Rachel arrives home, hearing something that sounds like her late sister, Zelda (Andrew Hubatsek), calling her name, then Gage’s laughter. She enters Jud’s house to find Gage, dressed in one of Jud’s old hats and one of his canes. He tells her he brought her something, and shows her Louis’s scalpel. Thinking nothing of it, Rachel hugs her son in disbelief, and is stabbed presumably through the eye.

Louis wakes up to find Gage’s muddy footprints on the floor, his doctor’s bag opened and his scalpel gone. He receives a call from Gage saying, “Come play with me daddy! First I played with Jud, and then I played with mommy. We had an awful good time. Now I want to play with YOU.”
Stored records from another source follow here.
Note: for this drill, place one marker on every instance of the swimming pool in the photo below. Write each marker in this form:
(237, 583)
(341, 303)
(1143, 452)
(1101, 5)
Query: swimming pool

Preparing shots of morphine, Louis heads to Jud’s house, running into Church once more. He distracts the cat with a raw steak, then gives him a shot of morphine, killing the cat almost instantaneously. He heads into the house, once more taunted by Gage, and prepares the second shot of morphine. Louis searches the house only to have Rachel’s corpse fall from the attic, hung by her neck. Gage leaps from the attic door, biting and stabbing Louis. Finally getting his reanimated son off him, Louis grabs a morphine shot. Gage heads for him again, scalpel in hand, but Louis injects the boy with the shot. Gage walks away muttering, “No fair”, until he slumps against a wall, dead. Louis soaks the house in kerosene and sets it on fire, carrying his wife’s body out. Victor watches, knowing what he is doing, and tells Louis he is sorry, and not to bury Rachel in the same place. The now-insane Louis replies that he waited too long with Gage, and that it will work with his wife because she just died.

Louis plays solitaire at home while he waits. At midnight, an undead Rachel comes through the kitchen door, walking towards her husband. She coos, “Darling. ” and the two embrace, kissing. Rachel reaches for a knife on the kitchen table and grabs it slowly. The screen blacks out as Louis screams.